8. “Break”: Twilight is the time of day just before sunrise and just after sunset when the sky is transitioning between light and dark. Existing on this border between day and night, twilight is another boundary area (see “Ghosts”). This time of day has many names (the blue hour, the gloaming, the crepuscule), and it is often associated with mysterious phenomena like will-o’-the-wisps and ghost lights. In the cycle of compositions that makes up this album, this is the onset of evening twilight, as we step over the boundary into the night.

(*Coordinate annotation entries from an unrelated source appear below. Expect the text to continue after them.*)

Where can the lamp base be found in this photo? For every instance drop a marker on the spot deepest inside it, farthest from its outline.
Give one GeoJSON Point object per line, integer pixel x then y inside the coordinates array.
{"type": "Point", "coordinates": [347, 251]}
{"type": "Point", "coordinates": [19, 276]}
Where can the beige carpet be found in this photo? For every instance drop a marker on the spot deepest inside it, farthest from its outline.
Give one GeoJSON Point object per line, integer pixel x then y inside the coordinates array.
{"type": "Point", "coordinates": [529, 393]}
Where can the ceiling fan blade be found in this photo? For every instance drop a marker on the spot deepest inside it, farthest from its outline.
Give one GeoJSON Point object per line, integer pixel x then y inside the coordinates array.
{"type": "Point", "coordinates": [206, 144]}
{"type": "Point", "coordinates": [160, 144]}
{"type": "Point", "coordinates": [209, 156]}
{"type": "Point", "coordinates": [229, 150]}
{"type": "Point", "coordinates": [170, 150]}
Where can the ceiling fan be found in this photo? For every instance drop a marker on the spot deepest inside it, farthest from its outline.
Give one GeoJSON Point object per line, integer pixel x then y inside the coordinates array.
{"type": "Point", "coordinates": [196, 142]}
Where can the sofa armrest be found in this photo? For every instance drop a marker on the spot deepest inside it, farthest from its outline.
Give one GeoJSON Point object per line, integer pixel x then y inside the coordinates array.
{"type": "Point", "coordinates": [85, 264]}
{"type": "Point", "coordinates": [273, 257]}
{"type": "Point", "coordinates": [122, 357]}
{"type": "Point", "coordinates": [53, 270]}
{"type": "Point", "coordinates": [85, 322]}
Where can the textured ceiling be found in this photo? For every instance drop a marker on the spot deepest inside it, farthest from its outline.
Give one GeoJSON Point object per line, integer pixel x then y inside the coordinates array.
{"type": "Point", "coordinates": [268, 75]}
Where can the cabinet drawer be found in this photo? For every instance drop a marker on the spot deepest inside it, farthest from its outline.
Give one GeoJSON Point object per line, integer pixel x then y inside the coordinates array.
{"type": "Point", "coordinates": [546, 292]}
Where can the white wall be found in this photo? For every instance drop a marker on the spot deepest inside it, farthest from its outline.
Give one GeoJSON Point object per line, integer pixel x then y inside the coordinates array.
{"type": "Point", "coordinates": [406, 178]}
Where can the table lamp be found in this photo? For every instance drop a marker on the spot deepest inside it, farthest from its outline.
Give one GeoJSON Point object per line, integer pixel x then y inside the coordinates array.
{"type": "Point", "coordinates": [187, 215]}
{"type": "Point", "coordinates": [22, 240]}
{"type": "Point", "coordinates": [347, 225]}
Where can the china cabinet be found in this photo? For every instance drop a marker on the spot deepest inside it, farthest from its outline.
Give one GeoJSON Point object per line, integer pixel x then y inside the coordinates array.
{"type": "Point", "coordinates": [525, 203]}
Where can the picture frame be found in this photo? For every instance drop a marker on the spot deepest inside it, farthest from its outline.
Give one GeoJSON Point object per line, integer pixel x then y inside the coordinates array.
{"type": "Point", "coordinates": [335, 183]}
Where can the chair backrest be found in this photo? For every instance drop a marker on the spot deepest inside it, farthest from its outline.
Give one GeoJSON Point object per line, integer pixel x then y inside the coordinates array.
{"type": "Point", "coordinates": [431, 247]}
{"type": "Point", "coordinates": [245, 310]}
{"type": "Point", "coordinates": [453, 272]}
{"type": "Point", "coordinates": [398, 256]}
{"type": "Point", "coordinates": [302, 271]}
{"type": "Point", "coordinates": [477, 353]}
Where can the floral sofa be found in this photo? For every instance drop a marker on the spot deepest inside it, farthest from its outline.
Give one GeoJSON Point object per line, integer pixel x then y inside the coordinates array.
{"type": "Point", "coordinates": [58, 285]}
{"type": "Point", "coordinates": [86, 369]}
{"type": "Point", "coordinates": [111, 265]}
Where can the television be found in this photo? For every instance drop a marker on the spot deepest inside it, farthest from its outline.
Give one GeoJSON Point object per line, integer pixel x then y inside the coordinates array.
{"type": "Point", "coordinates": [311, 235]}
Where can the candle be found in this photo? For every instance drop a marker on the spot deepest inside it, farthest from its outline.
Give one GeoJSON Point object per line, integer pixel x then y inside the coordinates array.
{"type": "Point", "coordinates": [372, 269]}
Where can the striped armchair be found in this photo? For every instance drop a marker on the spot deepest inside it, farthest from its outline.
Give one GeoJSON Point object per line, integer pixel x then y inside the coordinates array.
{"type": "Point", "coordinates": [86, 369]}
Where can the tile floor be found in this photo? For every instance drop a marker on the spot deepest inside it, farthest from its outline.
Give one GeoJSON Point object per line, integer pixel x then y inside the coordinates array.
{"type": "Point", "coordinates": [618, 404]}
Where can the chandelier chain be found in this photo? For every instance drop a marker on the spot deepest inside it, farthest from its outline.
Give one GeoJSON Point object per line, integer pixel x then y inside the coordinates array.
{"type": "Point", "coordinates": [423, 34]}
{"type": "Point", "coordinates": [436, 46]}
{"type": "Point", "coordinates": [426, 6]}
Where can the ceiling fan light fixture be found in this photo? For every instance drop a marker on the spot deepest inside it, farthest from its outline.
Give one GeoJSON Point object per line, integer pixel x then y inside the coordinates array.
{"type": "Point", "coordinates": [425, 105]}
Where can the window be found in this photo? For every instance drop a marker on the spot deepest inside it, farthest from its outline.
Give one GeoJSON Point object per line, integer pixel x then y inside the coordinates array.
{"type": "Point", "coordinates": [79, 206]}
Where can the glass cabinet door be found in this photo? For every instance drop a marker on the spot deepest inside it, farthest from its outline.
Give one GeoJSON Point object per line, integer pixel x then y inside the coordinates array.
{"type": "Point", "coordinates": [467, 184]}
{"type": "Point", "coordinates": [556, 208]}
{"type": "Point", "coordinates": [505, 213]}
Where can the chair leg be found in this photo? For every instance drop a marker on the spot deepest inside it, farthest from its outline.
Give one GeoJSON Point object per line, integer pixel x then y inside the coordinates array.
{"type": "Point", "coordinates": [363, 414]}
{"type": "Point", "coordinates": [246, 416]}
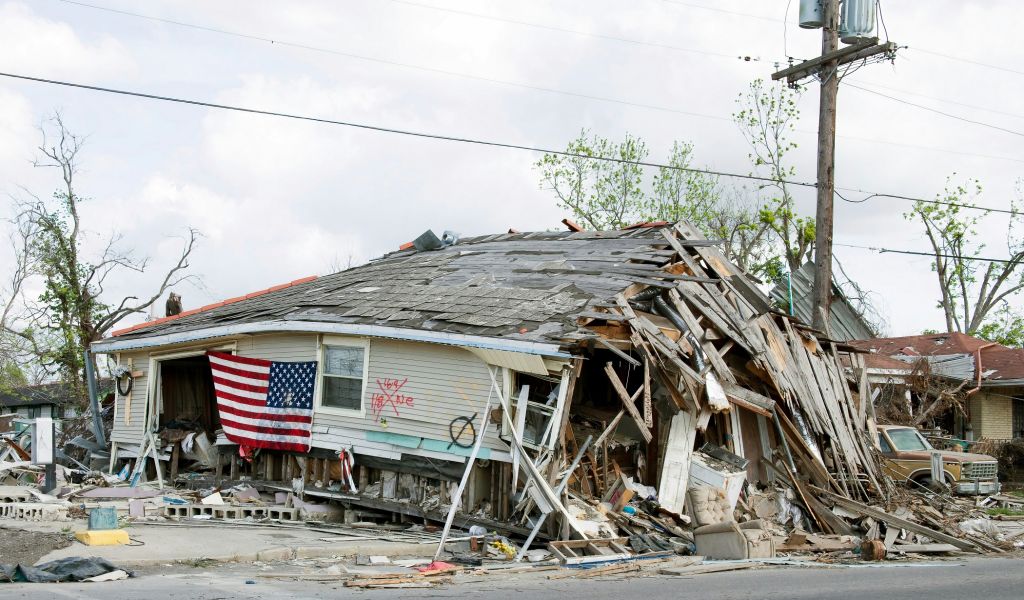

The drum break that makes up this track continues where “Overture” left off, marking the end of the day, and the rising of the Moon.
(Improvisation by Dan Weiss) 

9. “Moon”: The symbolism of Sun and Moon runs through every culture throughout all human history. Sun and Moon are cosmological symbols of the polarities that are all around us: positive/negative, male/female, light/dark, yang/yin. The rising of the moon signals the end of the performance. The Moon is visible to us because it reflects light from the Sun, and the rotating twelve-tone harmony of “Sun” is reflected in this composition. 144 pulses are grouped into self-similar rhythmic golden proportions, played in wave-shaped melodies. The theme from “Sun” returns on top of this texture, and generates the hourglass rhythmic chant that continues to the end, winding down as time runs out. The figure slows down, “zooming in” so that we can hear more detail. The final phrase is the clave pattern that has been heard many times in the preceding compositions. This same phrase is also the rhythmic theme of the previous song cycle, Mirror.
(Improvisation by David Binney)

 
 

About the Artwork

The artwork for Generations is a continuation of the method that was used for Mirror (2006). The idea is similar to “subtractive drawing,” where erasures are made on a dark surface (such as paper covered with a layer of charcoal) to create the light areas of the image. In the images for this project, the drawings are made freehand with a fine pen (.2mm) with black ink on white paper. Then the image is scanned, inverted (so that dark becomes light), and hand-colored with the computer. Many of the drawings use layers, where each element is made separately and then assembled together. Here is one layer, from Panel 3:

 

Unfinished and finished drawing

 

In imagining the reverse image, where the black ink marks will eventually become the highlights, the idea is to start with a negative, essentially “drawing with light,” a process technically similar to photography and film. Since so many people see artwork now with projected light (usually a computer screen) as opposed to reflected light (in a book, a museum), it seemed to make sense to use projected light as the actual medium for the artwork.

Panels 1–8: 

The eight illustrations for Generations form a visual loop. The theme is magnification: moving forward through the series is equivalent to zooming out, where each image is contained in the one that follows. Moving backward is equivalent to zooming in, where each image is a closeup of some part of the one that preceded it. Moving forward through each panel, it could be described like this:

 

Tree with Sun, Moon, and single leaf.

The tree and its surroundings become the pupil and iris of the eye.

The same eye is looking through the window.

The window is part of a structure.

The structure stands in a landscape.

The landscape is seen from above the clouds, during an eclipse.

The landscape, clouds, and eclipse are contained in a drop of water.

The drop of water is clinging to the bottom of a leaf.

The leaf is clinging to the bottom of the tree from the first image.